Admission to the 7 p.m. show is $12 for adults and children 7 and younger are free. Musician Luke Kaufman will perform, and children can take free pony rides beginning at 6 p.m. The first 300 children will receive a free cowboy hat to get in the wild west spirit.

If fairgoers can't get enough of the wild west excitement Friday evening, two rodeo performances Saturday are sure to get their adrenaline going. Big Hat Rodeo, based out of Hebron in McHenry County, will be producing the fair's rodeo show for the 44th year, and Lenora Calzavara Nolan, part-owner, said the level of competitiveness is higher than ever.

In two shows, at 2 and 7 p.m. Saturday, July 21, Big Hat's top athletes will compete in bareback riding, tie-down roping, shadow bronc riding, steer wrestling, cowgirl barrel racing and bull riding.

Calzavara Nolan said Big Hat is involved in the push to make the Midwest the capital of cowgirl barrel racing, as opposed to Oklahoma or Texas. In the event, the women compete on their horses, making tight turns around three barrels. Places are determined by the thousandth of a second.

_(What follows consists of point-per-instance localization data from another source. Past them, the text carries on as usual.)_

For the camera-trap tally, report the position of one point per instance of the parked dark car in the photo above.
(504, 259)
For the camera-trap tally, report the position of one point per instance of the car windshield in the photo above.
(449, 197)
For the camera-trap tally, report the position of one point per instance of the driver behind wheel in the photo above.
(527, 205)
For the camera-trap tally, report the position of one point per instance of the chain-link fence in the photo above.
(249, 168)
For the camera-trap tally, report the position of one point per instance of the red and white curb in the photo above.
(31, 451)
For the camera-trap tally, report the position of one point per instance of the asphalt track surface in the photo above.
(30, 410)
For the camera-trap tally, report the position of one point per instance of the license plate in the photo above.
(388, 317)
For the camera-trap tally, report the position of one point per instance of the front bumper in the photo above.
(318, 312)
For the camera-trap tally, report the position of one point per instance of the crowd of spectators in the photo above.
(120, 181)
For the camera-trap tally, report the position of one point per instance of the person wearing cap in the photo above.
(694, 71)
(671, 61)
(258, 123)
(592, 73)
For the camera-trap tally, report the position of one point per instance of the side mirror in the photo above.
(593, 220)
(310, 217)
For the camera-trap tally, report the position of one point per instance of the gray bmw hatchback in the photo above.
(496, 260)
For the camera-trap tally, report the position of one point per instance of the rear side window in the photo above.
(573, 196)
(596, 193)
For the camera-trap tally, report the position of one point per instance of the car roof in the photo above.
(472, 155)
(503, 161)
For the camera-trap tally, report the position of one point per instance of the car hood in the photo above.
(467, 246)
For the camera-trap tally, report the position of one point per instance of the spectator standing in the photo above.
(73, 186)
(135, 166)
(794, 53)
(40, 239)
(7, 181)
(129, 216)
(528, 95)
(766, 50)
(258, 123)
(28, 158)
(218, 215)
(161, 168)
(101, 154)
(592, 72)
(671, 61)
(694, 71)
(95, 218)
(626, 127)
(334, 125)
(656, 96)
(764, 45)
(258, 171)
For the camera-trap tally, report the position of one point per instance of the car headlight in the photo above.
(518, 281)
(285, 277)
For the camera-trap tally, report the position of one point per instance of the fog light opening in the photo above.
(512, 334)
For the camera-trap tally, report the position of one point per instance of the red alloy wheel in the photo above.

"Particularly in Midwest, girls have become so competitive," Calzavara Nolan said. "It's such a fast, fun event to watch."

In addition to the competitions, she said the entertainment for this year is top-notch, including four-time rodeo clown of the year Dusty Myers and popular rodeo announcer Matt McGee.

Tickets for Saturday's shows are $10, including games for children and families during the two-hour shows.

"First-time rodeo-goers will be really surprised by the athletes, the animals, the production and how much fun entire family can have," she said.

The Kane County Fair continues through Sunday, July 22; for details, visit kanecountyfair.com.